L'Auberge du Bout du Monde
Vraiment une belle BD! Je suis tombé amoureux de l'histoire, des dessins splendides, aux couleurs pastelles magnifiques. Ogers et Prugne m'ont vraiment convaincu! Pour conclure, je dirais que c'est du grand art, une BD tout bonnement magnifique...
Inner City Blues
Coup de foudre instantané pour cette série qui ne souffre d'aucun point faible !!! J'adore. Les personnages sont attachants et vraiment bien pensés (les gros bras, les caïdes, les big boss de la mafia,...). Arnold, Willie, Priest et les autres ont tous leurs caractéristiques et leur look : un régal. Le scénario est super avec cette idéé de raconter l'histoire sous plusieurs points de vue qui se recoupent à certains moments. Le dessin et les couleurs sont directement en provenance du style Pop-art (voir Burton Morris pour les amateurs) et c'est un régal pour nos petit yeux. Il s'en dégage une ambiance jazz-black-bar enfumé-mafia-crime-drogue absolument géniale : du très grand art.

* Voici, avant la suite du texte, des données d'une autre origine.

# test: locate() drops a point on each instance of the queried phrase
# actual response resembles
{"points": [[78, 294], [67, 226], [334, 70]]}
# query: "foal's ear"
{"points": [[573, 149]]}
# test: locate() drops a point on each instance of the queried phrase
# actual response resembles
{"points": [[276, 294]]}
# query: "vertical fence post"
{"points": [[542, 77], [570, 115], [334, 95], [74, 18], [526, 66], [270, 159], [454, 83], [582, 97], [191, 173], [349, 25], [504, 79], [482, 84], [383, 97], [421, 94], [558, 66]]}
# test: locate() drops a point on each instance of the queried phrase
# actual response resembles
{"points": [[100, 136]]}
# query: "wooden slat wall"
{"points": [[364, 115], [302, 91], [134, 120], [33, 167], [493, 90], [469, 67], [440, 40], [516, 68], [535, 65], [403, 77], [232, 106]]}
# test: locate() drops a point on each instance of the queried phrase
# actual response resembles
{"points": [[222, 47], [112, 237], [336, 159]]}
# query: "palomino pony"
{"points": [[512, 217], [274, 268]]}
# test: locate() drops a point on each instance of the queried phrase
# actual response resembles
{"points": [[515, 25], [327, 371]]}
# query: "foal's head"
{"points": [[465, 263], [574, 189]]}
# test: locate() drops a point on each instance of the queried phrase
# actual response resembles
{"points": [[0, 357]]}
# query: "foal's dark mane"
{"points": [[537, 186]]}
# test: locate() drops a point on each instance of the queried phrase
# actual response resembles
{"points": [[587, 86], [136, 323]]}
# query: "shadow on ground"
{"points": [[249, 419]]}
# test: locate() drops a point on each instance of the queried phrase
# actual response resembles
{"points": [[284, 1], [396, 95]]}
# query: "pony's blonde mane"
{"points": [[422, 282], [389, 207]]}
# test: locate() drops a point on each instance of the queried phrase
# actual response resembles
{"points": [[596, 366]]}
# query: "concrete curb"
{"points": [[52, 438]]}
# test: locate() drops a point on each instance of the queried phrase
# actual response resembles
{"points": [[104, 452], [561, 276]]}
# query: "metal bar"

Un coup de coeur absolu donc pour cette BD qui entre sans soucis dans mon top 5. C'est CULTE et IMMANQUABLE. Après la lecture du tome 2 je n'ai qu'une question : quand sort le tome 3 ?!!!!!:)
Le Cycle de Cyann
Un chef d'oeuvre. Tout y est: une histoire qui se tient; un monde à la fois familier et tellement différent; un dessin superbe, à l'image de ses héroïnes. A lire et relire, on ne s'en lasse pas.